Notable Quotes and Memorable Moments
- On Inheritance and Self-Knowledge:
- “All I’m ultimately trying to do is understand myself…by understanding all of my inheritances, both good and bad.” (Diamond Forde, 03:54)
- On the Politics of Food:
- “If I'm writing about candied yam and you're like, oh, yeah, this feels like home to me, well, how did that get on your plate in the first place, right? What is the history behind that?” (Diamond Forde, 30:23)
- On Poetry’s Demands:
- “To expect a passive experience from the act of reading a book is so privileged to me… I want you to work just a little bit…The more that you dig into the poem, I want you to get just a little bit more back because of that.” (Diamond Forde, 45:05)
- On Form as Resistance:
- “There's even, like, a poem that looks like a census, like a government census. And that couldn't exist without Fred Moten, for sure. Thinking about what it means to be the governorable, ungovernable. Thinking about what it means to be counted.” (Diamond Forde, 42:33)

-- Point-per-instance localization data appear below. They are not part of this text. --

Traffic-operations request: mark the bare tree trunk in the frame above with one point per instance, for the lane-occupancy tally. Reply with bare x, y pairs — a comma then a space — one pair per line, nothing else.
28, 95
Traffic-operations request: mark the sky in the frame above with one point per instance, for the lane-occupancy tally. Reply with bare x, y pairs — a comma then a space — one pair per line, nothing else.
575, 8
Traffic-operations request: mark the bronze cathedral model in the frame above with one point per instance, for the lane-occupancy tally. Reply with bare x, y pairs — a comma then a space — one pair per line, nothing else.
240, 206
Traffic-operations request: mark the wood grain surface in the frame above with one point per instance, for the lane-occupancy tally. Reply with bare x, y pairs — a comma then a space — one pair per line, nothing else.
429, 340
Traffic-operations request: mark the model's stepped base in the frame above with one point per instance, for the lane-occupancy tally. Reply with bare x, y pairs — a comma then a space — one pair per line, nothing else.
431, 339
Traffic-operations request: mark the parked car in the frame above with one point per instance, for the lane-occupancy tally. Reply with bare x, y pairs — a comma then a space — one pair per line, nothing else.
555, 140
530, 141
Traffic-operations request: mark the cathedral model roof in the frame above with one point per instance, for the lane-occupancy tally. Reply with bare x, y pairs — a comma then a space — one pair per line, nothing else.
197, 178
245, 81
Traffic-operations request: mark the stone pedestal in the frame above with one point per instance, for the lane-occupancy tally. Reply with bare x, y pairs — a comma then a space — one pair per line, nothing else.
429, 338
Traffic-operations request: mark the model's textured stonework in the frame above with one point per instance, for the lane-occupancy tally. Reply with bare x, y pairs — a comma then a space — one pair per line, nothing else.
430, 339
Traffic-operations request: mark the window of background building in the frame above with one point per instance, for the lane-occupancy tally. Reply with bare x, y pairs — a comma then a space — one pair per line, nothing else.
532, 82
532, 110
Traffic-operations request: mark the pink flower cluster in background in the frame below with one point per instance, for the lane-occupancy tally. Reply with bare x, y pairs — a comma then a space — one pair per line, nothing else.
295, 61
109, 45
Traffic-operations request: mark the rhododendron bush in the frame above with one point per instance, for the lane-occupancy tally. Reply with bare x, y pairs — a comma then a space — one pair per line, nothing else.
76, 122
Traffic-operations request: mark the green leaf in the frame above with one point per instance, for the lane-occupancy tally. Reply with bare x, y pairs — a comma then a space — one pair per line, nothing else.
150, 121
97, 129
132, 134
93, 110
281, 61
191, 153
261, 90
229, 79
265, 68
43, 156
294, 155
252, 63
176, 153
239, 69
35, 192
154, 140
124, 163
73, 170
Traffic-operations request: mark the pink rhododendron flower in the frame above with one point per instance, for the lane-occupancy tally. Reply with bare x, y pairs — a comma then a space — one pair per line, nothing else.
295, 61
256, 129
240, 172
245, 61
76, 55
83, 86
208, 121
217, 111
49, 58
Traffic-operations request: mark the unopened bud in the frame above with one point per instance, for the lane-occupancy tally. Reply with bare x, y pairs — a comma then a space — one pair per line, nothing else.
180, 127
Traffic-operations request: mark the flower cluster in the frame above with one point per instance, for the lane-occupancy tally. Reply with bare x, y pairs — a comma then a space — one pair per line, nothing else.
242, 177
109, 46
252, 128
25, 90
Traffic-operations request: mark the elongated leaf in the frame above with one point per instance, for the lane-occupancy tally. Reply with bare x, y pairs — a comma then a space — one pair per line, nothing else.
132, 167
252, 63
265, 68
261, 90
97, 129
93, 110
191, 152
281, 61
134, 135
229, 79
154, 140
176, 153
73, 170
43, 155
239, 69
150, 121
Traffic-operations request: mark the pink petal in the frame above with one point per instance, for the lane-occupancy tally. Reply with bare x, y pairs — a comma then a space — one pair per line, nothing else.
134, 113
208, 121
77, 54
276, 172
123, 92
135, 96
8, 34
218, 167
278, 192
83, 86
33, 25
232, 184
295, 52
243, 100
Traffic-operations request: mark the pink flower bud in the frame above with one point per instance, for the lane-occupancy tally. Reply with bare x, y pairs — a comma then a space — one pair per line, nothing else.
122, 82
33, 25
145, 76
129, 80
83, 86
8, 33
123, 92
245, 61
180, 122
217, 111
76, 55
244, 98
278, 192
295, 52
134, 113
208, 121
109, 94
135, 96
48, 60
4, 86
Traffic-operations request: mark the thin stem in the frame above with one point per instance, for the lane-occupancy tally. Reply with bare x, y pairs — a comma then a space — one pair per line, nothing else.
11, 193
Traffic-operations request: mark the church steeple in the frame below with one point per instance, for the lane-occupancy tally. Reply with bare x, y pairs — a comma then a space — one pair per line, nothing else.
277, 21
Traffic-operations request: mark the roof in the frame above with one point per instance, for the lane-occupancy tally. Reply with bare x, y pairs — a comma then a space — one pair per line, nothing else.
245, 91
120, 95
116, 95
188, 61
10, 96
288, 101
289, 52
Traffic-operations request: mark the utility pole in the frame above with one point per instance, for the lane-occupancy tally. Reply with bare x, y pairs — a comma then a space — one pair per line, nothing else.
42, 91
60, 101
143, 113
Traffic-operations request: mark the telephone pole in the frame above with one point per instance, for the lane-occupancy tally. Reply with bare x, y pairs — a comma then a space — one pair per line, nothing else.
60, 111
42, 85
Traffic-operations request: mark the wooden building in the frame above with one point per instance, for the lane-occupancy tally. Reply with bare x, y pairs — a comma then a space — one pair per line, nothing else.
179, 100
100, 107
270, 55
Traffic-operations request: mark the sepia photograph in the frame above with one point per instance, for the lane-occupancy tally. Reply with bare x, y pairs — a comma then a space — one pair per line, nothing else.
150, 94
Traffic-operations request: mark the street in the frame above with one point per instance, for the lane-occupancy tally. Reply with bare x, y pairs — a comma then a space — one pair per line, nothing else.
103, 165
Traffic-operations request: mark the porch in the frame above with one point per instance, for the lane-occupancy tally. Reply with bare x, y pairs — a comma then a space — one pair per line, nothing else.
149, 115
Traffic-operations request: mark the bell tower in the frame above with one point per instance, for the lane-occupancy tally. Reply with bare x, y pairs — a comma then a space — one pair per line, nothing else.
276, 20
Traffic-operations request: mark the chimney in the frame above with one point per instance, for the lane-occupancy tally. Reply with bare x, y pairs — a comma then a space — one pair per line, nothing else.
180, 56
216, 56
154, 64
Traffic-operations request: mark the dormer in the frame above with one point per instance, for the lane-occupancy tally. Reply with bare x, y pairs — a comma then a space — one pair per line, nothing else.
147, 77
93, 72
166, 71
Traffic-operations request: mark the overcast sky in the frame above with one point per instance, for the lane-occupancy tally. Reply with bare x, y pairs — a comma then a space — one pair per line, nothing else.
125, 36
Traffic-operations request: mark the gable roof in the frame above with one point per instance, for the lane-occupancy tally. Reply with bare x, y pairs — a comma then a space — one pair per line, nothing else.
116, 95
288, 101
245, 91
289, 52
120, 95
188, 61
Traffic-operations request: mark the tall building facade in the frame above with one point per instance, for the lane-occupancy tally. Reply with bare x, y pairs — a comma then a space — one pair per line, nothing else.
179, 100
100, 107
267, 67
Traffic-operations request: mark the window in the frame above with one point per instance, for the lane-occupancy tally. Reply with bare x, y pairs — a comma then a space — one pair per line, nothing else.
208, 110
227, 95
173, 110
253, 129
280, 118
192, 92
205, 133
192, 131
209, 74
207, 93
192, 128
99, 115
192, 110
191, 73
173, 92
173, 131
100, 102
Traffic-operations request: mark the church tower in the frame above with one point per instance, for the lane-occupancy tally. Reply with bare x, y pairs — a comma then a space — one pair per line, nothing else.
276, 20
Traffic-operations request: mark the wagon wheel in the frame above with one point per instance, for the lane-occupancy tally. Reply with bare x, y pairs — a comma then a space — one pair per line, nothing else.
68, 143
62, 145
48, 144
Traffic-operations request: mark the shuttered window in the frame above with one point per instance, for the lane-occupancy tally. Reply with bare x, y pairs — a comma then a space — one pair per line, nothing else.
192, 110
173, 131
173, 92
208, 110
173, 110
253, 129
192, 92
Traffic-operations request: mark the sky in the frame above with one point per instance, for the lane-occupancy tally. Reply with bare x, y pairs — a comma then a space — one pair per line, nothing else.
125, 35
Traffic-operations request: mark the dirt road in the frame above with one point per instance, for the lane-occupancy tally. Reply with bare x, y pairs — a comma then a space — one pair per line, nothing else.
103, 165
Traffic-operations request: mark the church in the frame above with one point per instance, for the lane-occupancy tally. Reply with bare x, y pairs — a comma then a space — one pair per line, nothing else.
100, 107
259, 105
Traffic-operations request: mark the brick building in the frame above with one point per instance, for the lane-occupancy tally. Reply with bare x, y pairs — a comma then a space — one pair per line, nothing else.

- On the Value of Connection Despite Misreading:
- “The fact that regardless of the intent behind the connection, the work still resonated in the first place, that means that I'm doing my job.” (Diamond Forde, 36:03)
Timestamps of Key Segments
- [00:49] Opening: Sommer reads from “Womaning” and welcomes Forde
- [02:00–04:54] On inheritance, the family Bible as “object,” and poetry as discovery
- [05:23–09:01] Forde’s religious/family background and intimacy through the Bible
- [09:44–12:49] Defamiliarizing the Bible; Black women’s identification with biblical figures
- [14:26–17:45] Notes for readers, closing the gap between poet and audience
- [20:48–22:05] Biomythography and autobiography; the book’s origins and aims
- [22:05–28:15] Recipe poems, black women’s culinary archives, and honoring Melinda Russell
- [28:59–34:21] Race, food, and the politics of poetic reception
- [37:39–38:43] Reading: “Lot’s Wife”
- [39:52–46:57] On visual/formal innovation, interactivity, and access
- [46:57–49:47] The “red letter” device—grandmother’s speech and memory
- [49:47] Closing remarks; finding Forde online
Final Thoughts
This episode offers a vibrant discussion of poetry as both an act of personal memory and political resistance. Forde’s The Book of Alice emerges as a multi-voiced, deeply embodied work committed to reimagining the archive, honoring black women’s lives, and inviting readers—across backgrounds—into an active relationship with the text.